Amen, Anonymous! The thing that made me most angry about Flynt's comment, the thing I found almost impossible to express, was that he couldn't see the value in Trig--just because Trig is different. He couldn't see that little boy's precious SOUL. And his ignorance--actually saying Trig didn't know he was in the world!--made him cruel. People with Down syndrome lead full, long lives, and they are of infinite value to God--and to those who love them. Thank you for posting about your nephew. I'd love to hear him read "Green Eggs and Ham"!
After reading your post I began to wonder what his definition of a valuable (as in, worth living, I suppose) person is...not sure I want the answer to that.
Cynthia, I'm not sure I'd want to hear the answer either. I imagine Flynt sees little value in anyone other than himself.
What amazes me...is that I have never seen an unhappy "Down Syndrome" PERSON. Yes, happy, and yes, a person!
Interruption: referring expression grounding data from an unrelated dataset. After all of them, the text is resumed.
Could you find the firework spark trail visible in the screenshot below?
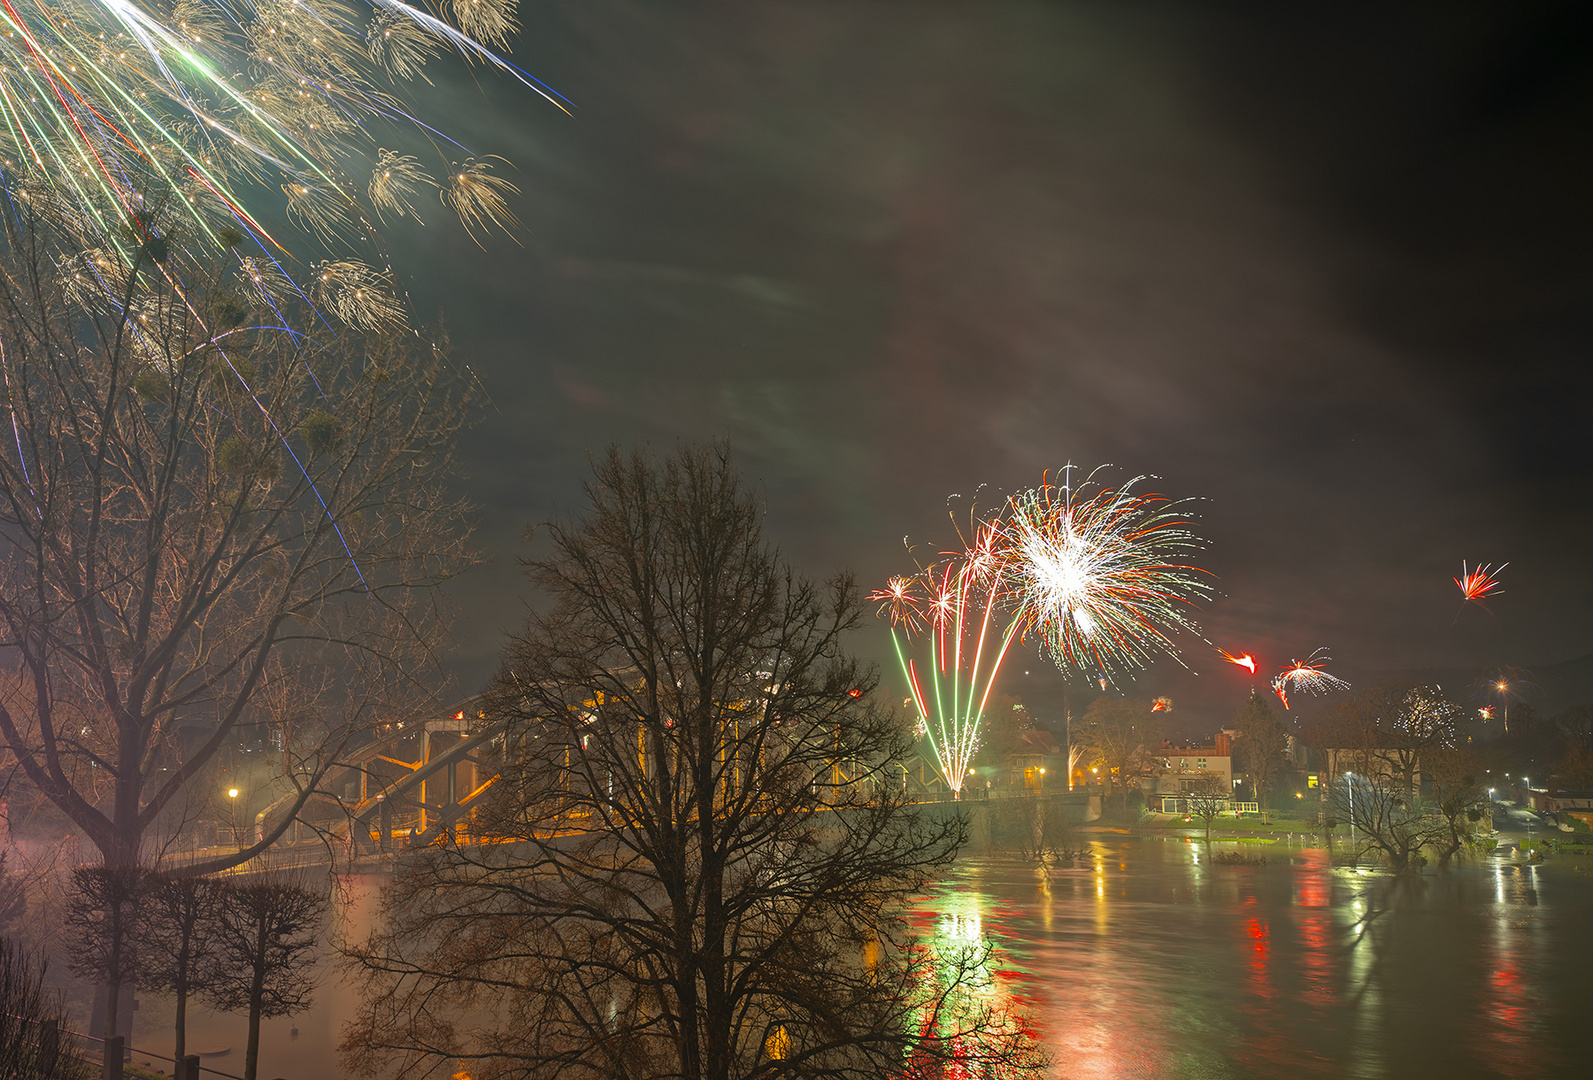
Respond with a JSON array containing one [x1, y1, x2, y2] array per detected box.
[[1271, 648, 1349, 710], [870, 550, 1022, 800], [0, 0, 556, 313], [999, 466, 1212, 685], [0, 0, 559, 585], [1217, 648, 1256, 675], [1455, 561, 1506, 611], [874, 466, 1213, 794]]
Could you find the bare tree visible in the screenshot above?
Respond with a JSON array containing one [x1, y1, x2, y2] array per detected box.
[[971, 694, 1036, 771], [1184, 773, 1229, 841], [343, 445, 1043, 1080], [0, 205, 476, 875], [0, 852, 24, 938], [1304, 684, 1460, 803], [138, 871, 220, 1068], [1233, 691, 1288, 810], [0, 936, 92, 1080], [205, 873, 328, 1080], [1075, 695, 1159, 812], [1426, 746, 1493, 869], [1554, 705, 1593, 788], [61, 865, 145, 1039], [1329, 772, 1442, 872]]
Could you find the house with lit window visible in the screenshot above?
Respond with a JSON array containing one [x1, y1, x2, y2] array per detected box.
[[1149, 732, 1234, 809]]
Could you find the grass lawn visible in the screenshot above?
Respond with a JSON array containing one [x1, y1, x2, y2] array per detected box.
[[1137, 811, 1319, 834]]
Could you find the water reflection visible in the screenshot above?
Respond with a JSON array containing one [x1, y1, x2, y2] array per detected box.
[[127, 850, 1592, 1080], [910, 842, 1592, 1080]]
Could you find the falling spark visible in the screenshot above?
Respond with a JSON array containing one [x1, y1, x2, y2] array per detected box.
[[1218, 648, 1257, 675]]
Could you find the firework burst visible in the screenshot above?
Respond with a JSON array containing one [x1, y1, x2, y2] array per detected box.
[[1271, 648, 1349, 710], [1000, 467, 1212, 684], [1454, 561, 1506, 613], [1217, 648, 1257, 675], [874, 467, 1213, 794]]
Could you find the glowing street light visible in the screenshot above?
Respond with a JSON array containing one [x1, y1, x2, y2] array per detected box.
[[227, 787, 240, 800]]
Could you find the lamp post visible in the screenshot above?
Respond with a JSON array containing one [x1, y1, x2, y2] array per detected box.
[[226, 786, 240, 847], [1523, 777, 1533, 847], [1344, 772, 1357, 866]]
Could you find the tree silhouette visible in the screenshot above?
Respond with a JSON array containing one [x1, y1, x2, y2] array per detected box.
[[61, 865, 145, 1040], [206, 874, 327, 1080], [1075, 695, 1160, 811], [1184, 773, 1229, 841], [0, 937, 91, 1080], [138, 872, 220, 1068], [0, 205, 476, 876], [1234, 692, 1289, 810], [343, 445, 1043, 1080]]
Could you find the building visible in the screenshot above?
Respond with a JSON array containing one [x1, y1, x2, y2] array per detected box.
[[1318, 746, 1423, 792], [1541, 779, 1593, 828], [1149, 733, 1233, 804]]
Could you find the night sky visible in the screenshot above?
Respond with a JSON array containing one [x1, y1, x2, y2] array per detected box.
[[393, 1, 1593, 731]]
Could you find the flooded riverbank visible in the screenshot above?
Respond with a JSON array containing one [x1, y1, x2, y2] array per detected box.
[[117, 840, 1593, 1079], [910, 840, 1592, 1079]]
People that cannot understand simple pleasures in life, like monogamy and no need for pornography, are not the people I want to hear give advice on what a mother should and shouldn't do when it comes to a LIFE. These are the same people who claim a woman has the right to do with her body what she wants. I guess when a woman decides to keep a partially-disabled child she loses that right???
TJ, the amazing thing is, Larry Flynt has been giving advice a lot lately, mostly on TV, and those who interview him always have this "wink, wink" attitude when they talk to him, as if he's just Good Ol' Larry and not, in fact, who he really is--a very sick man who shouldn't be supplied with a microphone for anything, let alone for giving advice.
So very few people were outraged when he called this child (and by extension, any child with Down syndrome) a "virtual vegetable." Your outrage is totally appropriate and very welcome.